Rebuilding the Player Experience

Before and After switching to a waveform player.

The recording archive at UNT runs about audio 12,000 downloads but 70,000 audio streams per year to authenticated faculty and students. Even though we push a considerable amount of streaming video, supporting streaming audio is just as vital, and our clients spend a large part of time listening to those recordings.

At first glance this might seem like a Sound Cloud ripoff, however the switch to a waveform-based player is a calculated improvement.

Most people on streaming services listen to a 5 minute or less track from start to finish. That just isn’t the case for an archive with this type of content. After spending a year tracking interactions it was clear the students and faculty were listening to specific portions of a concert, and then skip around within a piece.

Using screen recordings it was clear that listeners were struggling to find a specific spot in the audio timeline. Below is an example of a screen recording, red dots are mouse clicks. These were rapid, all within about 5 seconds.

Each red dot is a mouse click.

This is a frustrating experience and wastes time. There was an average of 8 seeks to each track play and overall is more than 5 times the amount of seeking in audio than in our streaming video. In some cases users spent more time trying to find the right spot than the time they listened to that track.

In post production when cutting up tracks we have waveforms to visually see where loud and soft points are in the track. Like seeing The Matrix code, after awhile we can start to see key points like applause, movement breaks, and sections within the piece. It helps us to rapidly cut up a single file into movements and pieces without listening to the entire concert again or constantly seeking. If a musician could see peaks and troughs, loud and soft, it should help them better navigate the piece.

Waveforms from a concert.

The Technicals

New features built into browsers including canvas and the web audio API allow for easier development of a waveform audio player.

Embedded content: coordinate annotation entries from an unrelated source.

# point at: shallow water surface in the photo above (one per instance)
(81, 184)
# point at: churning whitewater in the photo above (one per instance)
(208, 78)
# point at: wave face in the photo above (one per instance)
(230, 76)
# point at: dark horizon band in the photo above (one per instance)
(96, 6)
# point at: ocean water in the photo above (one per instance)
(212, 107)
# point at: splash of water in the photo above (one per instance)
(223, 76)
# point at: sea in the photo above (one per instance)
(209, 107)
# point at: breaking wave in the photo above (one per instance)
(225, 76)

I used a waveform player project called Wavesurfer.js and switched to an internal API to push track data. The process server-side checks and builds compressed aac audio from wav files, then checks and builds waveform data using the BBC’s audiowaveform project, saving to a small data file. When a visitor loads the page, Wavesurfer loads the waveform data and draws a player in the canvas element and attaches typical audio player event handlers and methods.

The post-production review process also benefited from waveforms. Wavesurfer can build the waveform data in the browser instead of server-side. Before any data files are created, I can review a concert seeing real-time waveform data and can inspect the tracks quicker for quality control.

So why not use the browser-based waveform generation instead of server-side? Creating this data on multiple tracks, over an hour of audio, uses a lot of memory and can crash the browser after a dozen tracks. On a mobile browser it only takes 2 or 3 tracks before a crash.

The new player was rolled out in January of 2017. Below is the comparison of the two most active months of the year:

Stats for two busy months before and after the switch.

Seeks were reduced by 55%, even while plays increased. Screen recordings show less rapid seeking and longer play times. User session times doubled.

Where this really shines is in the single track concerts. Some recordings are not cut if it were a rehearsal, difficult to find movement breaks (attacca) or doctoral lecture. In fact, the time to find movements can double the post-production editing time.

A concert not cut into individual files.

Each one of those globs of waveforms is a piece. You can even see the applause before each piece as the musicians walk on stage.

Other improvements were added making the page more like a playlist with keyboard navigation.

By studying a sample of users I found the amount of time spent on each visit had increased almost 14% with -8% less time in navigation (amount of time audio/video was played subtracted by the total visit length). Decreasing friction to achieving the user goals improved engagement.

And given half of our visitors are not on desktops, yes, it works quite well on mobile.